Aikawa et l’équipe MAPS ont également révélé la distribution spatiale des molécules ionisées dans les disques. Ils ont découvert que les molécules ionisées sont moins abondantes dans la région à l’intérieur du rayon 100-au des disques. S’il est ionisé, le gaz dans le disque est plus sensible aux champs magnétiques, ce qui peut provoquer un écoulement de gaz ou, inversement, permettre au gaz de s’écouler dans l’étoile centrale, affectant considérablement la croissance des étoiles et des planètes. L’observation suggère également que le taux d’ionisation dans le plan médian du disque peut varier d’un objet à l’autre, ce qui indique que les conditions physiques des disques formant des planètes sont assez compliquées.

“Je crois que nous pouvons aborder le mystère du processus de formation de notre système solaire en combinant les observations de disques protoplanétaires à l’aide d’ALMA, les observations et l’analyse du matériel du système solaire et les prédictions basées sur la recherche théorique”, résume Aikawa.

Informations papier

Ces résultats d’observation sont présentés comme Gianni Cataldi et al. « Molecules with ALMA at Planet-forming Scales (MAPS) X: Studying deutation at high angulaire resolution to protoplanetary disks » et Yuri Aikawa et al. « Molécules avec ALMA à l’échelle de la formation de planètes (MAPS) XIII : HCO+ and disk ionization structure » et 18 autres articles dans le numéro spécial MAPS de la série de suppléments Astrophysical Journal.

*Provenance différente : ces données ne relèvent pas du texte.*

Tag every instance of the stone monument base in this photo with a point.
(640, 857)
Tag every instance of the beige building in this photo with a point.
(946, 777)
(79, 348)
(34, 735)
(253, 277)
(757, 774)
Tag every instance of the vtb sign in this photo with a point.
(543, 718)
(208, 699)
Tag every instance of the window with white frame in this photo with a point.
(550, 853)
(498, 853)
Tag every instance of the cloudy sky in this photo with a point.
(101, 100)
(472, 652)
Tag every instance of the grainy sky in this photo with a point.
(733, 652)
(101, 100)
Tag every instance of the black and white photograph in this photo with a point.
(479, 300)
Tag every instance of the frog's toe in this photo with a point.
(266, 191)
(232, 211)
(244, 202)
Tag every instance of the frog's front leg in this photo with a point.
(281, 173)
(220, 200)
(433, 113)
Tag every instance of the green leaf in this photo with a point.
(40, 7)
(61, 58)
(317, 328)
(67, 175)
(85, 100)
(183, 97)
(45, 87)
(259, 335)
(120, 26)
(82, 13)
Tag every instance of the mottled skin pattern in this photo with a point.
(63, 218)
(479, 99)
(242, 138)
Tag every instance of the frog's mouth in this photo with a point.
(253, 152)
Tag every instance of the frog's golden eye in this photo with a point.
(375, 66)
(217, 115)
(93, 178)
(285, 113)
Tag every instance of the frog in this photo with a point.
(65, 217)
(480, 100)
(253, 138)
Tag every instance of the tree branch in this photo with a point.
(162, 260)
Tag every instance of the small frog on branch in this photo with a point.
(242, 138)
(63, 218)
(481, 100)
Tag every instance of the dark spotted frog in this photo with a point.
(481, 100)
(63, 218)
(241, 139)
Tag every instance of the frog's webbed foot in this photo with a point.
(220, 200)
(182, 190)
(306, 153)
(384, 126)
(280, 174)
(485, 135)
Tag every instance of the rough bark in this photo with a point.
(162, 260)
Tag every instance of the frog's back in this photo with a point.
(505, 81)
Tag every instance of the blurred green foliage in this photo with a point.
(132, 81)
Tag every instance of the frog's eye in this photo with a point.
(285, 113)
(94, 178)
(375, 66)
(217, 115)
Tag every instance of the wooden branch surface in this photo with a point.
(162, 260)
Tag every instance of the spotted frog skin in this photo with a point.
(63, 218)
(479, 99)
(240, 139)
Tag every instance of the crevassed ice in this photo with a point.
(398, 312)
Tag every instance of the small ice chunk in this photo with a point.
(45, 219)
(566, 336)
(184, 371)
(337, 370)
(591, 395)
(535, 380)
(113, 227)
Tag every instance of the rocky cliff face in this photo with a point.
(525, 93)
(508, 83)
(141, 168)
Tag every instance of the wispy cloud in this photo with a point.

Cette recherche a été soutenue par :

JSPS KAKENHI (No. 18H05222, 20H05844, 20H05847, 18H05441, JP17K14244 et JP20K04017), NAOJ ALMA Joint Scientific Research Program (2019-13B, 2018-10B), World-leader Innovative Graduate Study Program (WINGS) de l’Université de Tokyo, Nasa Bourse Hubble (HST-HF2-51401.001, HST-HF2-51419.001, HST-HF2-51427.001-A, HST-HF2-51429.001-A, HST-HF2-51405.001-A, HST-HF2-51460.001-A), NASA Subvention (n° 17-XRP17 2-0012), subvention NSF AAG (n° 1907653), FONDECYT Iniciación 11180904 et projet ANID Basal AFB-170002, NSF Graduate Research Fellowship under Grant n° DGE1745303, subvention de la Natural Science Foundation of China n° 11973090 , Fondation David et Lucille Packard et Johnson & Johnson’s WiSTEM2D Program, Science and Technology Facilities Council du Royaume-Uni (ST/T000287/1, ST/R000549/1, MR/T040726/1), bourse CNES, ANR de France sous contrats ANR-16-CE31-0013 et ANR-15-IDEX-02, Simons Foundation (SCOL #321183), Wisconsin Alumni Research Foundation et Smithsonian Institution.

L’Atacama Large Millimeter/submillimeter Array (ALMA), une installation internationale d’astronomie, est un partenariat de l’Organisation européenne pour la recherche astronomique dans l’hémisphère sud (CETTE), la National Science Foundation (NSF) des États-Unis et les National Institutes of Natural Sciences (NINS) du Japon en coopération avec la République du Chili. ALMA est financé par l’ESO au nom de ses États membres, par la NSF en coopération avec le Conseil national de recherches du Canada (NRC) et le ministère de la Science et de la Technologie (MOST) et par le NINS en coopération avec l’Academia Sinica (AS) à Taïwan. et l’Institut coréen d’astronomie et des sciences spatiales (KASI).

La construction et l’exploitation d’ALMA sont dirigées par l’ESO au nom de ses États membres ; par le National Radio Astronomy Observatory (NRAO), géré par Associated Universities, Inc. (AUI), au nom de l’Amérique du Nord; et par l’Observatoire astronomique national du Japon (NAOJ) au nom de l’Asie de l’Est. L’Observatoire conjoint ALMA (JAO) assure la direction et la gestion unifiées de la construction, de la mise en service et de l’exploitation d’ALMA.